Yurovsky returned to Moscow on July 18. One week later, the Czechs occupied Ekaterinburg.

Initially, the Bolshevik government denied that the Romanovs were dead, claiming that they had been relocated to a classified location. The Whites, on the other hand, had no doubts that Nicholas and his family were dead. They would not be alone. Every Romanov the Bolsheviks found would be murdered throughout the era of Red Terror.

When Ekaterinburg was taken by the Whites, an investigation led by Nikolai Sokolov was held in the surrounding area. Traces of the murder were found immediately, but the bodies weren't. Ganya's Pit at the Four Brothers' mine, the location where the bodies and clothing were allegedly destroyed, was thoroughly searched and yielded a wealth of artifacts.

In a clearing known as the Pig's Meadow, four miles from the Four Brothers mine, nine bodies were unearthed in a single pit. They were identified as Nicholas, Alexandra, Grand Duchesses Olga, Tatiana, and Anastasia, Dr. Botkin, and the three servants who joined them in exile. A second, smaller pit containing two bodies, those of Crown Prince Alexis and Grand Duchess Maria, was uncovered to the south of the others.

After the defeat of the Reds, many surviving leaders were tried for war crimes at Odessa. The killing of the Romanovs was one of many things discussed.

Lenin, Trotsky, and Sverdlov had made out a plan to empower the Ekaterinburg soviet to execute the family.

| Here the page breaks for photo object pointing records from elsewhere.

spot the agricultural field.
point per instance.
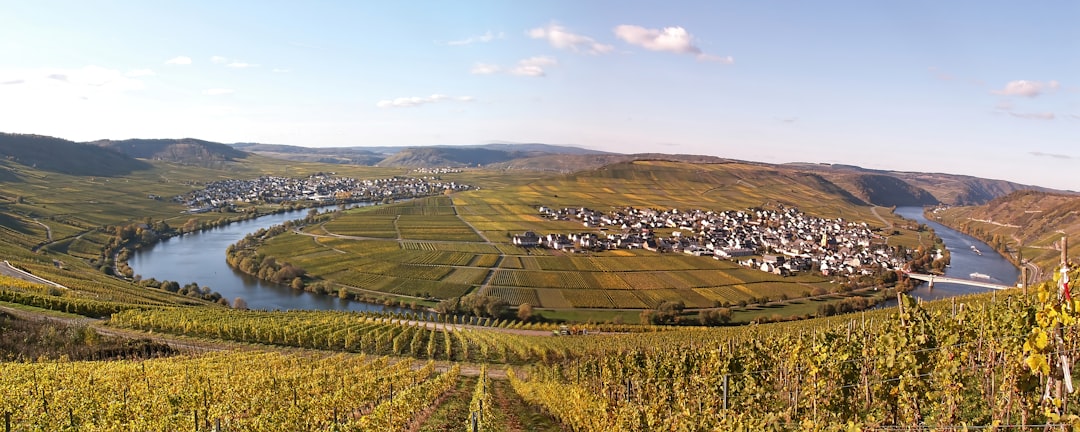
(461, 243)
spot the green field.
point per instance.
(461, 243)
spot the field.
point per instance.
(461, 243)
(945, 365)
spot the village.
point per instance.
(318, 187)
(782, 242)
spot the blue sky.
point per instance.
(980, 88)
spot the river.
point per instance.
(200, 257)
(964, 260)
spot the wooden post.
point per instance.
(725, 391)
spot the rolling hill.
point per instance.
(950, 189)
(186, 150)
(1035, 219)
(62, 156)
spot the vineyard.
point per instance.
(221, 391)
(426, 248)
(977, 360)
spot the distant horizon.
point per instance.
(579, 147)
(982, 89)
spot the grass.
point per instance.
(431, 246)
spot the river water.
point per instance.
(964, 261)
(200, 257)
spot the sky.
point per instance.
(988, 89)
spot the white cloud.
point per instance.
(487, 37)
(57, 85)
(97, 77)
(179, 61)
(670, 39)
(139, 72)
(1034, 116)
(483, 68)
(1027, 89)
(416, 102)
(217, 59)
(1055, 156)
(727, 59)
(563, 39)
(534, 66)
(218, 92)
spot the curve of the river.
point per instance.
(963, 262)
(200, 257)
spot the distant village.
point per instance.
(782, 242)
(319, 187)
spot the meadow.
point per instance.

A number of fabricated plots and rescue attempts were used as justification. One executioner, Filipp Goloshchyokin, had visited Moscow twice before the shooting, both times to meet with Lenin, Sverdlov, and others. It became clear, as far as the court was concerned, that Lenin had pre-planned the execution and had been astute in covering his tracks. The Soviet ambassador to Germany, Adolf Joffe, was asked, from the kaiser down, about Nicholas' fate; he was told nothing. When Cheka founder Felix Dzerdzhinsky was in Berlin sometime later, Joffe asked why he wasn't notified. According to Dzerdzhinsky, Lenin had ordered the execution and that it would be easier to lie about it to the German nobility.

Yurovsky was ultimately acquitted by the court and exiled to Norway. He would later die of a heart attack in Hammerfest in 1938.

On May 11, 1921, the bodies of the seven Romanovs and four retainers proceeded through the streets of Petrograd and to the Peter-and-Paul Fortress, final resting place of every Russian monarch since Peter the Great. Various Romanov relatives attended the ceremony such as Czar Nicholas III, the former czar's uncle, and King George V of England.